Raonok Sahitya Sangstha
- Formation: 1958; 68 years ago
- Founded at: East Pakistan
- Type: Literary organization
- Purpose: Promoting Islamic thought and values in Bengali literature, developing a Muslim literary and linguistic cultural atmosphere
- Official language: Bengali
- Key people: Mir Abul Hossain; Mohammad Mahfuzullah; Abdus Sattar; Abdul Hai Mashreki;
- Publication: Nazrul Sahitya; Julekhar Mon; Brishtimukhor; Kulsum;
- Formerly called: Raonok Sahitya Goshthi

= Raonok Sahitya Sangstha =

Bengali literary organization

Raonok Sahitya Sangstha or Raonok Sahitya Goshthi was a Bengali literary organization founded in 1958, or according to some, in 1959, in East Pakistan.

The main objective of this organization was to promote Islamic thought and values in Bengali-language writings and to develop a Muslim literary and linguistic cultural atmosphere in Bengali literature by increasing the use of Arabic, Persian, and Urdu words in place of Sanskrit words.

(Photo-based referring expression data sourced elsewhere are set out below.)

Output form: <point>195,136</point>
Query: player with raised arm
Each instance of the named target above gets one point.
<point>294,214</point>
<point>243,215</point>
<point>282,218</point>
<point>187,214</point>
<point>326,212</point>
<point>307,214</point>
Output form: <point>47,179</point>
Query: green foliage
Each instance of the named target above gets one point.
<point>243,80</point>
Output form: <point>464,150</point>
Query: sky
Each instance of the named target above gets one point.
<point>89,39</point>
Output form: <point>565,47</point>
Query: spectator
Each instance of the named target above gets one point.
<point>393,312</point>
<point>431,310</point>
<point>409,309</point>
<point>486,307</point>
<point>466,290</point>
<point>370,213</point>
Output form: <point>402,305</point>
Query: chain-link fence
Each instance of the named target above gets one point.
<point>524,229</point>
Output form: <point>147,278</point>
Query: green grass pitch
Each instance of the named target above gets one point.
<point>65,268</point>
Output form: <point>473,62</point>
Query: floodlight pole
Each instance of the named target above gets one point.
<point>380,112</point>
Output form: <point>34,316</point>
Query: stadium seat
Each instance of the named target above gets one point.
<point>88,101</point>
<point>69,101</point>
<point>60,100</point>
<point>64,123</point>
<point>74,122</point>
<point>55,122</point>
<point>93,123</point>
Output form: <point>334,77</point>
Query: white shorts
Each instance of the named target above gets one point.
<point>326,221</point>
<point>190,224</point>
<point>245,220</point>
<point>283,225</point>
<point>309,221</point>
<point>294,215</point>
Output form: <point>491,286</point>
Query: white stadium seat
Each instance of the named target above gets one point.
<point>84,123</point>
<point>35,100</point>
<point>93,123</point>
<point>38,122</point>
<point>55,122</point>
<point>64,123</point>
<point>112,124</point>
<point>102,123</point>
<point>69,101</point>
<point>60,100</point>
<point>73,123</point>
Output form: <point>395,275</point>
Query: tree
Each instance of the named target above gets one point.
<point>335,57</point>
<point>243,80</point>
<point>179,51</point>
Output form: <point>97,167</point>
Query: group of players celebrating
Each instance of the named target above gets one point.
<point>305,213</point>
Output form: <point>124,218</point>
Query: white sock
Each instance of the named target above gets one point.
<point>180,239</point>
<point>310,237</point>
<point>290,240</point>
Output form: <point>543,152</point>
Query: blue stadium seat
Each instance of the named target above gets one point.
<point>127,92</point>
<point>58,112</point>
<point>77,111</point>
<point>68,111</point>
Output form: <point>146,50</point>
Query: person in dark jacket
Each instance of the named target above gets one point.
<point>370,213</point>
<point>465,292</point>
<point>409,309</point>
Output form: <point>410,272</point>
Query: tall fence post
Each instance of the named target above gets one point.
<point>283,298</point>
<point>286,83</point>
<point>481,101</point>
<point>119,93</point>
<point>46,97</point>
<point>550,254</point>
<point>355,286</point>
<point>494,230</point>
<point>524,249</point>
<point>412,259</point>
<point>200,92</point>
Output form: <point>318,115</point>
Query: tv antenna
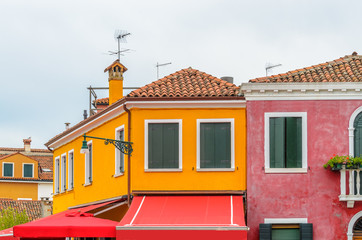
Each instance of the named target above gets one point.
<point>120,36</point>
<point>158,65</point>
<point>269,66</point>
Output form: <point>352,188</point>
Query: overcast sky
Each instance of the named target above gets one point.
<point>51,51</point>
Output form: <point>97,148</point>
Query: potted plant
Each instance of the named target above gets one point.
<point>336,162</point>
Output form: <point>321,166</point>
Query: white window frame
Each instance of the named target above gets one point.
<point>70,170</point>
<point>87,163</point>
<point>24,169</point>
<point>351,130</point>
<point>179,121</point>
<point>4,169</point>
<point>232,144</point>
<point>63,164</point>
<point>117,172</point>
<point>56,175</point>
<point>304,168</point>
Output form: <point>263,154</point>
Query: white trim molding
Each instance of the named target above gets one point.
<point>351,223</point>
<point>302,91</point>
<point>3,163</point>
<point>117,157</point>
<point>232,144</point>
<point>285,220</point>
<point>24,169</point>
<point>147,122</point>
<point>304,168</point>
<point>70,169</point>
<point>351,130</point>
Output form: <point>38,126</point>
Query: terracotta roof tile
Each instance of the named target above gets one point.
<point>344,69</point>
<point>32,208</point>
<point>187,83</point>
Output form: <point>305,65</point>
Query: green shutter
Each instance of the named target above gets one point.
<point>163,145</point>
<point>265,231</point>
<point>286,234</point>
<point>277,142</point>
<point>293,142</point>
<point>170,146</point>
<point>207,143</point>
<point>306,231</point>
<point>215,145</point>
<point>28,170</point>
<point>8,170</point>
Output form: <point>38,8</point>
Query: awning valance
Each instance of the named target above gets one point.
<point>71,223</point>
<point>211,217</point>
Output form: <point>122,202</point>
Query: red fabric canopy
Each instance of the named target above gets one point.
<point>7,234</point>
<point>182,217</point>
<point>70,223</point>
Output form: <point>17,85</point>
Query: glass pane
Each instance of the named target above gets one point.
<point>8,170</point>
<point>28,170</point>
<point>285,234</point>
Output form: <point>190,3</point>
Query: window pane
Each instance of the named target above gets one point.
<point>286,234</point>
<point>8,170</point>
<point>215,145</point>
<point>163,145</point>
<point>28,170</point>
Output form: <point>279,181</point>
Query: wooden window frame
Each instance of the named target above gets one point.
<point>147,122</point>
<point>304,168</point>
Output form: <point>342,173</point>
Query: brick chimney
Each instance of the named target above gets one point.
<point>27,144</point>
<point>115,81</point>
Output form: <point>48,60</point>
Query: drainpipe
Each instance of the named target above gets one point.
<point>128,156</point>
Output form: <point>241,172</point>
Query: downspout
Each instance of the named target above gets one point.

The members of this organization named this linguistic style Pak-Bangla language, considering it as a Bengali language shaped by the religious and political culture of Pakistani Islamic atmosphere in East Pakistan, i.e., East Bengal.

== Members ==
There were a total of 21 members in it:

| Members of Raonok Sahitya Sangstha (21) |
|---|
| Abul Kalam Shamsuddin; Ibrahim Khan; Mohammad Barkatullah; Matinuddin Ahmad; Mujibur Rahman Khan; Akbar Uddin; Syed Shahadat Hossain; Khan Mohammad Moinuddin; M. Nasir Ali; Maulana Mostafizur Rahman; Azizur Rahman; Golam Mostafa; Benajir Ahmed; Ashrafuzzaman Khan; Talim Hossain; Mohammad Mahfuzullah; Abdur Rahman; Abdul Mannan; Shamsul Huda Chowdhury; Mohammad Hossain; ...; |

== Publications ==
In late 1951, Raonok Publications was established at 5 Samson Road. The following were published from there:

- Nazrul Sahitya (1960) – Edited by Mir Abul Hossain, this was a collection of writings on the literature and music of Kazi Nazrul Islam. It included works of 23 writers: Mohammad Wazed Ali, Abul Kalam Shamsuddin, Abdul Qadir, Abdul Maudood, Motaher Hossain Chowdhury, Mohammad Wazed Ali, Ajit Kumar Ghosh, Abul Fazal, Syed Ali Ashraf, Muhammad Abdul Hai, Ahmad Sharif, Ahsan Habib, Hasan Hafizur Rahman, Sirajul Islam Chowdhury, Mujibur Rahman Khan, Anisuzzaman, Abdul Gaffar Chowdhury, Atowar Rahman, Kazi Motahar Hossain, Sikandar Abu Zafar, and others. This was the first critical book on Nazrul in East Bengal.